Only IPv4 networks are currently supported in CDN_NETWORKS.
IPv6 addresses will always return “Unknown” with current data.
Exceptions during IP parsing are logged and result in “Unknown”.

nadzoring.dns_lookup.poisoning.is_likely_cdn(ips: list[str]) → tuple[bool, str, float][source]¶

Determine if a set of IP addresses likely belongs to a CDN.

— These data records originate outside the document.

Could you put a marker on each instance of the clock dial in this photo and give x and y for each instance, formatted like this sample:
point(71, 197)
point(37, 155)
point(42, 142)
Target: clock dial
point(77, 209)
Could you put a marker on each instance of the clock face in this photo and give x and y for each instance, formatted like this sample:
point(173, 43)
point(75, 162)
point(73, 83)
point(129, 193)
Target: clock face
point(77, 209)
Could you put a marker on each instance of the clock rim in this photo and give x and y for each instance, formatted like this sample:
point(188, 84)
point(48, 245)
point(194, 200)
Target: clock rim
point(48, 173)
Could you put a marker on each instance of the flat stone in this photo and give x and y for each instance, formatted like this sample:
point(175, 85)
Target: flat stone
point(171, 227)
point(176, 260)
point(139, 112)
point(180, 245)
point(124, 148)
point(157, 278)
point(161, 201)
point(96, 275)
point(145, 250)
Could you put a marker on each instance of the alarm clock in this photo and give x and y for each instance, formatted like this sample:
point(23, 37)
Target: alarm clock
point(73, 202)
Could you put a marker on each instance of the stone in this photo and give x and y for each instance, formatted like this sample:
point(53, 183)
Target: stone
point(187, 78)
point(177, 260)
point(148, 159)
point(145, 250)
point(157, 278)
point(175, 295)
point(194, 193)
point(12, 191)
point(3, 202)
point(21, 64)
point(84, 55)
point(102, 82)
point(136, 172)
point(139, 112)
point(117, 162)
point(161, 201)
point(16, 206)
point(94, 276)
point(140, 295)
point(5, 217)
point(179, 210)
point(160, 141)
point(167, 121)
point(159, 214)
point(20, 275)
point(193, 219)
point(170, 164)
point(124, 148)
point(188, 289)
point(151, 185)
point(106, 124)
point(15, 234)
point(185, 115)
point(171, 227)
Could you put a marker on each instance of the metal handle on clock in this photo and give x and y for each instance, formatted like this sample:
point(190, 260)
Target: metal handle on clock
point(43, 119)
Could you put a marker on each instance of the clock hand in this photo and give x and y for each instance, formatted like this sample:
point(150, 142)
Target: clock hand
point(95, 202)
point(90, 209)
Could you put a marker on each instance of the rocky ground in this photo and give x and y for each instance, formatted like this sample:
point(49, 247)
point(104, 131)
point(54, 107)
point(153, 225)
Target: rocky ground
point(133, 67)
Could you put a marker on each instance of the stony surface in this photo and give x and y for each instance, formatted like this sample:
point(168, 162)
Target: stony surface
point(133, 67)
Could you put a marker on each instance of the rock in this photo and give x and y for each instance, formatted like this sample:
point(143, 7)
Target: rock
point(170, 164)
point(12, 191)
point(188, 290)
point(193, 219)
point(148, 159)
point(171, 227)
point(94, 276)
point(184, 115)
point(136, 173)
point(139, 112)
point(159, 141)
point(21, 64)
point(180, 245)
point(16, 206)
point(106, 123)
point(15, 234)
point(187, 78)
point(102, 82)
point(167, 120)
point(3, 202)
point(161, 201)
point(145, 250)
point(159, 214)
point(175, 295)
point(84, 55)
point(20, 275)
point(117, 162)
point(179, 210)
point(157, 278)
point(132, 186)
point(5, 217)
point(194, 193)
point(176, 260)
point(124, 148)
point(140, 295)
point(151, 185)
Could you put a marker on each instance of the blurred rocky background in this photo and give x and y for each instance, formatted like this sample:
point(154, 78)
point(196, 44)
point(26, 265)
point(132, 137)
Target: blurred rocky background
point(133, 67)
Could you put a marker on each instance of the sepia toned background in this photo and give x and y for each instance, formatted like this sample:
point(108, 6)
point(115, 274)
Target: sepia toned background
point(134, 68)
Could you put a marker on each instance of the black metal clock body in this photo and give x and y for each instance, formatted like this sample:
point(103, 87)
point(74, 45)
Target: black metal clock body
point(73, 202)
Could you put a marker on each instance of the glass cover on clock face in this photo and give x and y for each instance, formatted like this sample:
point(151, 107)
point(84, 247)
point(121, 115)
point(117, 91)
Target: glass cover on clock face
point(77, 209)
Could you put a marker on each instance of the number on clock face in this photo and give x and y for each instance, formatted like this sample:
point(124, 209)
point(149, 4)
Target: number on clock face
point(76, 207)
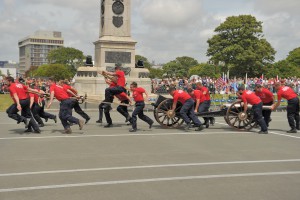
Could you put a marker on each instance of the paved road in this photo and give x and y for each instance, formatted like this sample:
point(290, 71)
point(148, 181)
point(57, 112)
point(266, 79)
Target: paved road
point(98, 163)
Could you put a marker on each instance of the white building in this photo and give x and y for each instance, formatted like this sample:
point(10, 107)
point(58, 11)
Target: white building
point(9, 72)
point(34, 49)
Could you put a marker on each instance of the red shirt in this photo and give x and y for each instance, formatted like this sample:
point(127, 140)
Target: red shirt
point(19, 89)
point(207, 95)
point(180, 95)
point(121, 78)
point(265, 95)
point(198, 95)
point(138, 94)
point(59, 92)
point(122, 96)
point(250, 97)
point(112, 84)
point(36, 97)
point(286, 92)
point(67, 87)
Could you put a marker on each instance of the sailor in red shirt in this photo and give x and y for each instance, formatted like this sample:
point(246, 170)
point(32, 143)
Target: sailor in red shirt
point(137, 94)
point(292, 107)
point(66, 105)
point(77, 108)
point(204, 107)
point(19, 94)
point(187, 110)
point(248, 96)
point(37, 105)
point(267, 98)
point(198, 97)
point(119, 78)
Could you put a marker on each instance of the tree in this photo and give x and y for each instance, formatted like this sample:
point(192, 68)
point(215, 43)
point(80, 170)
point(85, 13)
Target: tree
point(179, 67)
point(283, 69)
point(68, 56)
point(58, 71)
point(294, 57)
point(239, 43)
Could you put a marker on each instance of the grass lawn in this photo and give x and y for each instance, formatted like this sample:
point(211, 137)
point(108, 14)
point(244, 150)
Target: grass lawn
point(5, 101)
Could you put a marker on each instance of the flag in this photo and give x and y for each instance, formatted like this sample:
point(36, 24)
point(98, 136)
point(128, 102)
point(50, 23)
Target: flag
point(220, 82)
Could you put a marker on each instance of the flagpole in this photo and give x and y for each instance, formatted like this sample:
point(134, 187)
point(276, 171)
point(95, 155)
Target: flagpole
point(246, 80)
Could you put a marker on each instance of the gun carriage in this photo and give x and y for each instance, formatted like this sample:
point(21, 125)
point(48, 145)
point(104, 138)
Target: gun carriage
point(233, 114)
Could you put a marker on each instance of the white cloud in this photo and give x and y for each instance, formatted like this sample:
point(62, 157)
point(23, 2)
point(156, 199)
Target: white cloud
point(164, 29)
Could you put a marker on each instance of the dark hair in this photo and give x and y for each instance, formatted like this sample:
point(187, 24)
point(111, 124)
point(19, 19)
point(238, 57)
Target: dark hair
point(51, 79)
point(10, 79)
point(171, 89)
point(241, 88)
point(258, 85)
point(134, 84)
point(190, 90)
point(118, 66)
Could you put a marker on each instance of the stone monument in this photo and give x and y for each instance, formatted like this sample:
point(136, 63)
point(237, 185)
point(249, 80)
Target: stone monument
point(114, 45)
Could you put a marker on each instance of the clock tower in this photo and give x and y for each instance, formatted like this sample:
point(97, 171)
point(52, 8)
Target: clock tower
point(114, 45)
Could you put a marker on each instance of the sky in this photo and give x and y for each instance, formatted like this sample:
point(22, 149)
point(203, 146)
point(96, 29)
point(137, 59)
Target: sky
point(163, 29)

Analyzes IP addresses to detect patterns consistent with Content Delivery Network (CDN) usage, such as multiple IPs from the same provider.

Parameters:

ips – List of IP address strings to analyze.

Returns:

A tuple containing:

is_cdn: True if more than 50% of IPs belong to the same known CDN.
owner: Name of the most common CDN owner found.
percentage: Percentage of IPs belonging to that owner (0-100).

Return type:

Tuple[bool, str, float]

Examples

>>> ips = ["1.1.1.1", "1.0.0.1", "8.8.8.8"]
>>> is_likely_cdn(ips)
(True, 'Cloudflare', 66.7)

>>> ips = ["192.168.1.1", "10.0.0.1"]
>>> is_likely_cdn(ips)
(False, 'Unknown', 0.0)

Notes

Returns (False, “Unknown”, 0.0) for empty input.
The 50% threshold is used to determine CDN likelihood.
Only considers IPs from known CDN networks.